# Rural vs. Metro...



## siefersl (Jan 11, 2008)

I will admit that the pot has been stirred up here in Kansas. I am in no way saying that Kansas has the best EMS services in the nation, but my blood was boiling. Now I'm biased so for the time being I will not say anything, just wanted to know what fellow EMS participants thought.

These are the first two of a series of articles that is being published by the Salina Journal of Kansas,

The first one:

http://www.saljournal.com/rdnews/story/EMS_series_Part_I__for_Wednesday

While I am not up to date on all the rules about posting online but the KBEMS's reply was not written online, It was a public letter sent to services

It reads as thus,

Kansas Emergency Medical Services (EMS) has a proud history in Kansas. The dedicated EMS attendants, educators and services provide a vital role in serving their communities during the greatest times of need. However, the recent article written by the Kansas Health Foundation's information service to policy makers (the Kansas Health Institute (KHI)), casts a very negative and less than complete view of pre-hospital care provided by Kansas EMS.

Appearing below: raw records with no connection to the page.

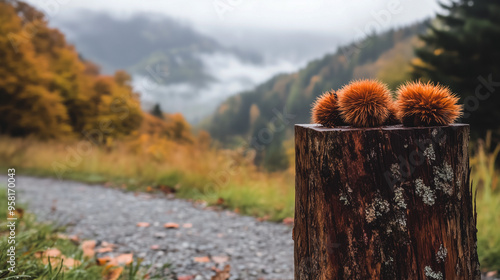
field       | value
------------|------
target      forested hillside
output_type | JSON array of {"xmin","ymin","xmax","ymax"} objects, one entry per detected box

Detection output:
[
  {"xmin": 206, "ymin": 22, "xmax": 428, "ymax": 171},
  {"xmin": 0, "ymin": 1, "xmax": 191, "ymax": 144}
]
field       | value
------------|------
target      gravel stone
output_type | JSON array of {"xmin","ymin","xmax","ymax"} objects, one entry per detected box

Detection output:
[{"xmin": 5, "ymin": 176, "xmax": 293, "ymax": 280}]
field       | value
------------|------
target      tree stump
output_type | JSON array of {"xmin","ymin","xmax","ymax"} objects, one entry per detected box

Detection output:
[{"xmin": 293, "ymin": 124, "xmax": 480, "ymax": 280}]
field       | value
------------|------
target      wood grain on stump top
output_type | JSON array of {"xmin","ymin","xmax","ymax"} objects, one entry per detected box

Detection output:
[{"xmin": 294, "ymin": 124, "xmax": 480, "ymax": 279}]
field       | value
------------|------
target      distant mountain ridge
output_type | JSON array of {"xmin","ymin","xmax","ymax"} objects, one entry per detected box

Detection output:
[
  {"xmin": 56, "ymin": 10, "xmax": 261, "ymax": 86},
  {"xmin": 204, "ymin": 22, "xmax": 428, "ymax": 168}
]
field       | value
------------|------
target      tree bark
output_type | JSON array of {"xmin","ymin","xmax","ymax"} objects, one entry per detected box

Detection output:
[{"xmin": 293, "ymin": 124, "xmax": 480, "ymax": 280}]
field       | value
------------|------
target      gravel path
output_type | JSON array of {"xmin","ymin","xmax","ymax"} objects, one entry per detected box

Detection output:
[{"xmin": 5, "ymin": 176, "xmax": 293, "ymax": 280}]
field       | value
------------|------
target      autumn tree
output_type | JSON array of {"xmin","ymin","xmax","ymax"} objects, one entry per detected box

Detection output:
[{"xmin": 0, "ymin": 1, "xmax": 142, "ymax": 141}]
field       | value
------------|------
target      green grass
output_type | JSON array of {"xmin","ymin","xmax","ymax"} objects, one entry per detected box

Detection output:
[
  {"xmin": 0, "ymin": 136, "xmax": 500, "ymax": 270},
  {"xmin": 0, "ymin": 186, "xmax": 175, "ymax": 280},
  {"xmin": 471, "ymin": 133, "xmax": 500, "ymax": 270},
  {"xmin": 0, "ymin": 137, "xmax": 295, "ymax": 221}
]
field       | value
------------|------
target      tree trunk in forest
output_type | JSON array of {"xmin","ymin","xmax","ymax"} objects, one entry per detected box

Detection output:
[{"xmin": 293, "ymin": 124, "xmax": 480, "ymax": 280}]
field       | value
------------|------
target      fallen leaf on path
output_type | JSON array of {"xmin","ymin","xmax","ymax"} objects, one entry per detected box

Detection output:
[
  {"xmin": 82, "ymin": 240, "xmax": 96, "ymax": 258},
  {"xmin": 212, "ymin": 256, "xmax": 229, "ymax": 263},
  {"xmin": 35, "ymin": 248, "xmax": 62, "ymax": 258},
  {"xmin": 194, "ymin": 256, "xmax": 210, "ymax": 263},
  {"xmin": 211, "ymin": 264, "xmax": 231, "ymax": 280},
  {"xmin": 101, "ymin": 241, "xmax": 117, "ymax": 248},
  {"xmin": 111, "ymin": 254, "xmax": 134, "ymax": 265},
  {"xmin": 103, "ymin": 266, "xmax": 123, "ymax": 280},
  {"xmin": 63, "ymin": 258, "xmax": 81, "ymax": 268},
  {"xmin": 486, "ymin": 271, "xmax": 497, "ymax": 278},
  {"xmin": 97, "ymin": 256, "xmax": 112, "ymax": 265},
  {"xmin": 283, "ymin": 218, "xmax": 293, "ymax": 226},
  {"xmin": 7, "ymin": 208, "xmax": 24, "ymax": 219},
  {"xmin": 163, "ymin": 223, "xmax": 179, "ymax": 228},
  {"xmin": 215, "ymin": 197, "xmax": 225, "ymax": 205},
  {"xmin": 95, "ymin": 247, "xmax": 113, "ymax": 253},
  {"xmin": 35, "ymin": 248, "xmax": 80, "ymax": 269},
  {"xmin": 257, "ymin": 215, "xmax": 271, "ymax": 222},
  {"xmin": 68, "ymin": 235, "xmax": 80, "ymax": 244}
]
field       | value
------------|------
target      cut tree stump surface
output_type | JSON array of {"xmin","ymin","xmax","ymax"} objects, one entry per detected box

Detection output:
[{"xmin": 293, "ymin": 124, "xmax": 480, "ymax": 280}]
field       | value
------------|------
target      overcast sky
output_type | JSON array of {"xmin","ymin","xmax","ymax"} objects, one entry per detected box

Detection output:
[{"xmin": 28, "ymin": 0, "xmax": 438, "ymax": 40}]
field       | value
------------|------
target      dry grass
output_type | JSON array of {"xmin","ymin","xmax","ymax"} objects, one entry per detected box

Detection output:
[
  {"xmin": 0, "ymin": 132, "xmax": 500, "ymax": 270},
  {"xmin": 0, "ymin": 134, "xmax": 294, "ymax": 220}
]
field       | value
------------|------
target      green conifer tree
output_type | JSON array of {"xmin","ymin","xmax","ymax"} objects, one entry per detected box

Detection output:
[{"xmin": 412, "ymin": 0, "xmax": 500, "ymax": 139}]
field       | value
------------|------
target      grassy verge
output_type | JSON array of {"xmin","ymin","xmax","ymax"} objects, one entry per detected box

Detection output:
[
  {"xmin": 0, "ymin": 135, "xmax": 294, "ymax": 221},
  {"xmin": 470, "ymin": 134, "xmax": 500, "ymax": 270},
  {"xmin": 0, "ymin": 186, "xmax": 172, "ymax": 280},
  {"xmin": 0, "ymin": 136, "xmax": 500, "ymax": 270}
]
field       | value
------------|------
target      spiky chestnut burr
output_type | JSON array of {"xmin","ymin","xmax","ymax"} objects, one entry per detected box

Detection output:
[
  {"xmin": 337, "ymin": 80, "xmax": 392, "ymax": 127},
  {"xmin": 396, "ymin": 81, "xmax": 462, "ymax": 126},
  {"xmin": 384, "ymin": 100, "xmax": 401, "ymax": 125},
  {"xmin": 311, "ymin": 90, "xmax": 346, "ymax": 127}
]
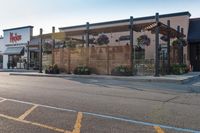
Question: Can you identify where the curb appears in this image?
[9,73,200,84]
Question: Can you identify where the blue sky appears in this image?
[0,0,200,35]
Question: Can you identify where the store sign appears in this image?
[10,32,22,43]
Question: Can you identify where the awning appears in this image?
[3,47,24,55]
[188,18,200,44]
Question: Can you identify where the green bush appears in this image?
[111,66,132,76]
[45,64,60,74]
[74,66,91,75]
[171,64,189,75]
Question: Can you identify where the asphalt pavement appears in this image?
[0,73,200,133]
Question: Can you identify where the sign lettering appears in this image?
[10,33,22,43]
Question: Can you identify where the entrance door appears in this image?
[190,43,200,71]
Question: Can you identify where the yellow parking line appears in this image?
[0,99,6,103]
[0,114,71,133]
[72,112,83,133]
[18,105,38,120]
[154,126,165,133]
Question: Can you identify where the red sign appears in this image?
[10,33,22,43]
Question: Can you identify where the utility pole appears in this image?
[167,20,171,74]
[51,26,55,65]
[130,16,135,73]
[155,13,160,77]
[86,22,90,47]
[39,29,43,73]
[27,41,30,70]
[177,26,182,64]
[180,28,184,64]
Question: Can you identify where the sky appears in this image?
[0,0,200,35]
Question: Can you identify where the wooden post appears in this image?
[155,13,160,77]
[39,29,43,73]
[167,20,171,74]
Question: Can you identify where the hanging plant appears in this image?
[97,34,110,45]
[137,35,151,46]
[43,43,52,54]
[172,38,188,47]
[160,35,168,42]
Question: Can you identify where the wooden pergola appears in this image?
[38,13,185,76]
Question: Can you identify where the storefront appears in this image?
[188,18,200,71]
[3,26,33,69]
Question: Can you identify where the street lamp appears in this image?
[39,29,43,73]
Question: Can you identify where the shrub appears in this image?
[45,64,60,74]
[111,66,132,76]
[171,64,189,75]
[74,66,91,75]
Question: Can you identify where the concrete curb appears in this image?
[9,73,200,84]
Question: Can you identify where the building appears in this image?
[0,26,33,69]
[59,12,191,72]
[0,11,200,71]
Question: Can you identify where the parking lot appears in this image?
[0,72,200,133]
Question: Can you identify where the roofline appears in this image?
[3,25,34,31]
[190,18,200,21]
[59,11,191,30]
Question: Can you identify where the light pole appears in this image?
[39,29,43,73]
[27,41,30,70]
[155,13,160,77]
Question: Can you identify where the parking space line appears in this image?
[18,105,38,120]
[0,97,200,133]
[154,126,165,133]
[0,114,71,133]
[0,98,6,103]
[72,112,83,133]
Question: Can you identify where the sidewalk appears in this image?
[10,72,200,84]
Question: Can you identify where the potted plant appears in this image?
[74,66,91,75]
[45,64,60,74]
[111,65,132,76]
[137,35,151,46]
[172,38,188,47]
[160,35,168,42]
[97,34,110,45]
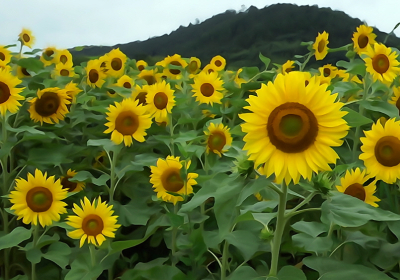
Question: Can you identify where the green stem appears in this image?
[269,182,288,276]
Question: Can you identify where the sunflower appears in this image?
[0,46,11,65]
[66,197,121,247]
[239,71,349,184]
[336,168,381,207]
[352,24,376,55]
[192,72,224,105]
[146,81,175,122]
[360,119,400,184]
[28,87,71,125]
[150,156,198,204]
[136,60,148,71]
[364,43,400,84]
[210,55,226,72]
[18,28,35,48]
[60,169,85,192]
[204,123,232,156]
[313,31,329,60]
[9,169,67,227]
[104,98,151,147]
[86,59,106,88]
[106,48,127,78]
[0,69,25,116]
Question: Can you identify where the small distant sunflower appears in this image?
[86,59,106,88]
[106,48,127,78]
[352,24,376,55]
[360,119,400,184]
[28,87,71,125]
[9,169,67,227]
[104,98,151,147]
[146,81,175,122]
[66,197,121,247]
[239,71,349,184]
[210,55,226,72]
[18,28,35,48]
[364,43,400,84]
[150,156,198,204]
[313,31,329,60]
[0,69,25,116]
[204,123,232,156]
[192,72,224,105]
[336,168,381,207]
[60,169,85,192]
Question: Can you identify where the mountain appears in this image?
[71,4,400,69]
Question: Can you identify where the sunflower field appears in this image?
[0,25,400,280]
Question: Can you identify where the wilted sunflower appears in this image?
[9,169,67,227]
[210,55,226,72]
[313,31,329,60]
[28,87,71,125]
[18,28,35,48]
[360,119,400,184]
[239,71,349,184]
[106,48,127,78]
[363,43,400,84]
[192,72,224,105]
[85,59,106,88]
[150,156,198,204]
[104,98,151,147]
[204,123,232,156]
[146,81,175,122]
[60,169,85,192]
[336,168,380,207]
[0,69,25,116]
[352,24,376,55]
[66,197,121,247]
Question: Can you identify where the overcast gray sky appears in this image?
[0,0,400,48]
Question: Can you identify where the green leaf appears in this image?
[0,227,32,250]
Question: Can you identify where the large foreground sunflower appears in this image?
[360,119,400,184]
[192,72,224,105]
[364,43,400,84]
[0,69,24,116]
[336,168,380,207]
[10,169,67,227]
[150,156,198,204]
[67,197,121,247]
[104,98,151,147]
[239,71,349,184]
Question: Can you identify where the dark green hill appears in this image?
[73,4,400,68]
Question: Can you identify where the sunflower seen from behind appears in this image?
[66,197,121,247]
[239,71,349,184]
[359,119,400,184]
[9,169,67,227]
[336,168,380,207]
[150,156,198,204]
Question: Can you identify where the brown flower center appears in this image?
[200,83,214,97]
[267,102,318,153]
[372,54,390,74]
[26,187,53,212]
[161,168,184,192]
[115,111,139,135]
[344,183,365,201]
[375,136,400,167]
[82,214,104,236]
[154,92,168,110]
[0,82,11,104]
[35,92,60,117]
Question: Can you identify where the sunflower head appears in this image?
[67,197,121,247]
[9,169,67,227]
[150,156,198,204]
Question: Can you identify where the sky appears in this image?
[0,0,400,49]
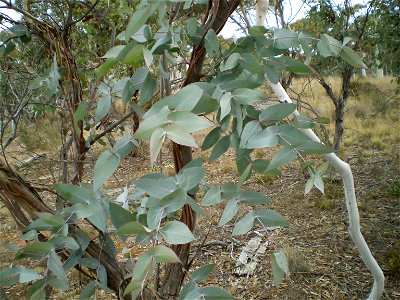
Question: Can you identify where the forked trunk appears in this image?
[156,0,240,299]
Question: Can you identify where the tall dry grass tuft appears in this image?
[292,77,400,155]
[17,113,62,151]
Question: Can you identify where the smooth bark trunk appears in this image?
[159,0,240,299]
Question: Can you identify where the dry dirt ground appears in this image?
[0,78,400,300]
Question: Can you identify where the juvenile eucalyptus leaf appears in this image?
[95,95,111,122]
[271,250,289,287]
[314,174,325,194]
[47,251,68,282]
[125,1,159,41]
[232,211,254,236]
[150,128,166,165]
[139,74,157,105]
[160,221,196,245]
[239,164,251,185]
[304,174,314,195]
[239,120,262,148]
[15,241,54,259]
[339,46,368,69]
[232,88,265,105]
[143,48,153,68]
[167,111,212,132]
[147,245,181,264]
[201,127,221,151]
[118,221,147,235]
[239,53,262,74]
[204,29,219,55]
[209,135,231,161]
[183,286,235,300]
[218,199,239,227]
[235,191,271,205]
[163,124,198,148]
[267,146,297,170]
[201,185,222,206]
[219,92,232,121]
[221,53,240,71]
[74,101,88,135]
[253,208,289,227]
[168,84,203,111]
[190,264,215,283]
[101,45,126,59]
[274,28,299,49]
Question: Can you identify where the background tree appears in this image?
[0,0,383,299]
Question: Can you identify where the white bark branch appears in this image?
[269,82,385,300]
[256,0,385,300]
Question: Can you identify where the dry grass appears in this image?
[293,77,400,156]
[17,113,61,151]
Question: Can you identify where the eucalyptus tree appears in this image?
[292,0,376,153]
[0,0,383,299]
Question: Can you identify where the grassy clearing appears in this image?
[293,77,400,159]
[17,113,61,151]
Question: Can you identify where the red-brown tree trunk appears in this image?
[159,0,240,299]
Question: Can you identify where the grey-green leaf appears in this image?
[209,135,231,161]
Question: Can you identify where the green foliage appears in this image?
[1,0,364,299]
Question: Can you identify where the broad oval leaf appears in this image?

The Kansas Board of Emergency Medical Services does not wish to engage KHI or the Health Foundation in a negative campaign of content correction before the citizens of the state, policy makers, or the media at large. Rather, let us challenge both the Kansas Health Foundation and Health Institute to broaden their lack of knowledge of the history, complexities, issues, and operations of Emergency medical services. However, the context and scope of the article needs to be addressed. The article maintains that...

"In the state's more sparsely populated areas, the emergency medical technician called to help might be a volunteer summoned from home or work. They are less likely to be well-equipped and trained than their urban counterparts and probably travel greater distances and take more time to reach those in need."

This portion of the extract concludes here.